Kirchengeschichte: Mittelalter

Autor/Hrsg.:

Euler, Walter Andreas [Hg.]

Titel/Untertitel:

Die Römischen Jahre des Nikolaus von Kues. Akten zum Jubiläumssymposion des Wissenschaftlichen Beirats der Cusanus-Gesellschaft in Kooperation mit dem Päpstlichen Institut Santa Maria dell’Anima aus Anlass des 550. Todestages von Nikolaus von Kues im Jahr 2014 in Rom. Hg. unter Mitarbeit v. A. Geissler.

Verlag:

Trier: Paulinus Verlag 2020. XXXV, 447 S m. 14 Abb. = Mitteilungen und Forschungsbeiträge der Cusanus-Gesellschaft, 35. Kart. EUR 54,90. ISBN 9783790215960.

Rezensent:

Karl-Hermann Kandler

Der Band enthält neben den Referaten des Jubiläumssymposions die Nachrufe auf die Cusanus-Forscher Karl Bormann, Mariano Álvarez Gomes, Erich Meuthen, Werner Beierwaltes und Hermann Schnarr, dazu vier Sonderbeiträge und drei Rezensionen. Register fehlen leider. Die Vorträge werden nach dem Alphabet der Autoren, nicht nach der Reihenfolge der drei Sessionen abgedruckt, was sehr zu bedauern ist, die Rezension folgt der Reihenfolge der Sessionen.
Eröffnet wurde das Symposion mit dem Vortrag von Arnold Esch über »Die gegenseitige Wahrnehmung von Deutschen und Italienern im 15. Jahrhundert« (119–139).
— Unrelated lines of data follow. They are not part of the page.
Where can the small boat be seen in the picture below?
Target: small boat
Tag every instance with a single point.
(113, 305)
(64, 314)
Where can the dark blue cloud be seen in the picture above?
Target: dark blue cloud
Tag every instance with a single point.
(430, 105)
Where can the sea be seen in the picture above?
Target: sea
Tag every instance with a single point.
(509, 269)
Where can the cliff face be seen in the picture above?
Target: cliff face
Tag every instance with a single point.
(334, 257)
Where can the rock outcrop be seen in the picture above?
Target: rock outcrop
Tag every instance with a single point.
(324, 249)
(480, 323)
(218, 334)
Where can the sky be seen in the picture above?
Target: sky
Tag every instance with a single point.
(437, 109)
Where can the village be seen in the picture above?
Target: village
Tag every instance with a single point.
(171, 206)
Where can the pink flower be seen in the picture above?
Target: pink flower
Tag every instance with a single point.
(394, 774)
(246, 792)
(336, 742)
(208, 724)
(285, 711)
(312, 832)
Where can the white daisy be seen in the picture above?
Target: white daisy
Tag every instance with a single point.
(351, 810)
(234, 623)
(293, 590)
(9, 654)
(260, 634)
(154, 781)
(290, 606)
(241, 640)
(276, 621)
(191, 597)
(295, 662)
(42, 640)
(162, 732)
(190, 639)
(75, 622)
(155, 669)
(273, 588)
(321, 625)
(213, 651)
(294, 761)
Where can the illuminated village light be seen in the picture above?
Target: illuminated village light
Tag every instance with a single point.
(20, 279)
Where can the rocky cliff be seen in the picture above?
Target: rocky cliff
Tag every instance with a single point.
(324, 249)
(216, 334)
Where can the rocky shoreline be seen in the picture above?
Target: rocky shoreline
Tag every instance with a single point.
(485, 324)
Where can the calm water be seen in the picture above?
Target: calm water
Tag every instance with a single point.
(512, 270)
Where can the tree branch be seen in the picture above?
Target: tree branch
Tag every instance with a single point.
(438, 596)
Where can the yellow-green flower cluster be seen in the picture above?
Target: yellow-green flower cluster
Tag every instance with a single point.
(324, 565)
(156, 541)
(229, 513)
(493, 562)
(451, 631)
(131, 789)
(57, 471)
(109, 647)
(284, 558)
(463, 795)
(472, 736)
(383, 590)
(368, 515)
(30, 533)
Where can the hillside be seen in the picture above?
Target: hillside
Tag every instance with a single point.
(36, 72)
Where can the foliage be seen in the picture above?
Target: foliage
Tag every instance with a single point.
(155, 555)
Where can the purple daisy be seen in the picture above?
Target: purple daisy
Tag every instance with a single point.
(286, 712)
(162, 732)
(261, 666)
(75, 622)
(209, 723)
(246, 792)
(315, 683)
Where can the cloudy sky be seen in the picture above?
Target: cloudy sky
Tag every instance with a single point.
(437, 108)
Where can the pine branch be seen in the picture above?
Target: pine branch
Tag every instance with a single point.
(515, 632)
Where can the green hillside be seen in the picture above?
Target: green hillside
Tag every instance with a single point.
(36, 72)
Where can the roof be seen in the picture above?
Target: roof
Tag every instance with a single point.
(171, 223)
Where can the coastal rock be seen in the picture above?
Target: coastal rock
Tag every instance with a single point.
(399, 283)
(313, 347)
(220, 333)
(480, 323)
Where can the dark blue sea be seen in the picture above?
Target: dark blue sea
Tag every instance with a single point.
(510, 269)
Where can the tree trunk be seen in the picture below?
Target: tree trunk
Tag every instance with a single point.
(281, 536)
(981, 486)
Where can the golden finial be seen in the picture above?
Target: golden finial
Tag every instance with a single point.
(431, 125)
Ihm geht es nicht um die Urteile und Vorurteile, die beide übereinander hatten, doch kommt er nicht wesentlich darüber hinaus. Während die Italiener wenig Kenntnis über Deutschland hatten, lebten zahlreiche Deutsche in Italien, vor allem in Rom. Nikolaus war der einzige deutsche Kardinal, der längere Zeit in Rom residierte (1458–1464). Er fiel durch seinen sparsamen Lebensstil auf; es »war der geistige und menschliche Rang, den die Italiener am ›deutschen Kardinal‹ wahrnahmen« (126).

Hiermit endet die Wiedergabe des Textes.